Содержание

Марк Галлай. «Я думал: это давно забыто»

Удар в спину

    17 апреля 1950 года, в день своего рождения, погиб в испытательном полете на реактивном истребителе Ла-15 прекрасный летчик и хороший человек Александр Ершов.
   Летал он вообще здорово. Большую часть войны прослужил инструктором в военном училище. На всех соревнованиях инструкторов по пилотажу и воздушной стрельбе неизменно занимал призовые места. Все это время подавал рапорты – просился на фронт. Но получил долгожданное направление только в феврале 1945 года, когда до окончания войны оставалось неполных три месяца. Казалось бы, что можно успеть за это время, разве что «войти в строй»? Но Ершов в строй не вошел, а, можно сказать, ворвался.
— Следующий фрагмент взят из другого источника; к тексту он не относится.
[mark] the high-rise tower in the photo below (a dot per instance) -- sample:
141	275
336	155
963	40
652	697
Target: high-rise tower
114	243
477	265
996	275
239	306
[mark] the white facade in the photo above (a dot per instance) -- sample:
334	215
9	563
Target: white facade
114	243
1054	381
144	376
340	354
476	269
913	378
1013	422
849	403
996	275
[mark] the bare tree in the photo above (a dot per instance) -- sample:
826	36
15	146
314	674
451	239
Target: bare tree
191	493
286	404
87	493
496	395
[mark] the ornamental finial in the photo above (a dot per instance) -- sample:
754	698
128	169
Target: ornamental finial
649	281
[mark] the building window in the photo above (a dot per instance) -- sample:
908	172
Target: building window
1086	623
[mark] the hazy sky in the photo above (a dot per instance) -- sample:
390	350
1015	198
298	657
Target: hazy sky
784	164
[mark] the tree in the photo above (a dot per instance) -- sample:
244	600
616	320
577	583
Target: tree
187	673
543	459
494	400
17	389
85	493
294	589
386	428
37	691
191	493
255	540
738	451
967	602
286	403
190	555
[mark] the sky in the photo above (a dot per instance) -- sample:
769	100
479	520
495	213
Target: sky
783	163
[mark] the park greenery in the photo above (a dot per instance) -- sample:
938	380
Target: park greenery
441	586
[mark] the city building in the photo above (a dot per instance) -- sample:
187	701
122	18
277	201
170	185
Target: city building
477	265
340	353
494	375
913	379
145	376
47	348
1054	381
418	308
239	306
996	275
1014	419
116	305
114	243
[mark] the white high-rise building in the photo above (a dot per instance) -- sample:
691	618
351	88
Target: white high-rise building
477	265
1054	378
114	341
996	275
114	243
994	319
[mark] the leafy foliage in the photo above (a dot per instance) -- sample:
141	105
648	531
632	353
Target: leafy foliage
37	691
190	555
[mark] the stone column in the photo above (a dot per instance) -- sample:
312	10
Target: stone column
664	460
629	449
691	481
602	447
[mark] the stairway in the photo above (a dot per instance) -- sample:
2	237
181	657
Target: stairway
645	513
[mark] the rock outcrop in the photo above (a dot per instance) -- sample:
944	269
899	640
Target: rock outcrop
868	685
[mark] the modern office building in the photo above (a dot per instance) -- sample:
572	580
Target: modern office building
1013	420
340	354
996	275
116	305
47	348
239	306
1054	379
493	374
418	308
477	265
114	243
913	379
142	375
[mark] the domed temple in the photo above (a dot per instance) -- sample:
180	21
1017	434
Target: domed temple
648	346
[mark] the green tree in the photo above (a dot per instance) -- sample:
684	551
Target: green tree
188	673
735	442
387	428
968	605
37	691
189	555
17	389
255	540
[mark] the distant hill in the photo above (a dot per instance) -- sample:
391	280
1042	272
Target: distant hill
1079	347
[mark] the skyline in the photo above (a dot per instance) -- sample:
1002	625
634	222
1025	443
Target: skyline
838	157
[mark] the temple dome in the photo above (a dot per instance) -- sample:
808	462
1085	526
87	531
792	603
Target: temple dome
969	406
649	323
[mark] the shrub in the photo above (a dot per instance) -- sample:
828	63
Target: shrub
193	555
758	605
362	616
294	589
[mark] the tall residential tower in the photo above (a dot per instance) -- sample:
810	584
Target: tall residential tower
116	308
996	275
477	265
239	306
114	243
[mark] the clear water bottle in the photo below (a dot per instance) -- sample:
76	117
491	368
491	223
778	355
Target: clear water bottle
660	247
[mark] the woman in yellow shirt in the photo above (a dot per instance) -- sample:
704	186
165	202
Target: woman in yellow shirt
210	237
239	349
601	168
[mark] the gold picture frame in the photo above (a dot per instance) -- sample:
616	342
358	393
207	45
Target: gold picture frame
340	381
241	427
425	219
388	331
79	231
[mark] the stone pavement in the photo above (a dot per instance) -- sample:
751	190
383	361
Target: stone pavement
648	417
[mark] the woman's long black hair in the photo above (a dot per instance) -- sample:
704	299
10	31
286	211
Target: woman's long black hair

До конца военных действий он успел сбить 15 самолетов противника – цифра, которой мог похвастать далеко не каждый летчик-истребитель, провоевавший всю войну.
    После войны, придя на испытательную работу, Саша столь же быстро освоился и с ней, стал летать на самолетах разных типов и полюбился коллегам не только за свои профессиональные качества, но и как добрый, компанейский парень, к тому же хорошо знающий не только свое прямое дело, но и музыку, искусство, литературу. Словом, пришелся ко двору.
    И вот он погиб. Причины катастрофы, как это, к сожалению, нередко бывает, остались невыясненными. Никаких тревожных сообщений по радио от летчика не было. Свидетелей тоже не оказалось. Просто самолет не вернулся с задания. Были предприняты активные поиски, обнаружили воронку с перемешанными обломками вдребезги разбитого самолета.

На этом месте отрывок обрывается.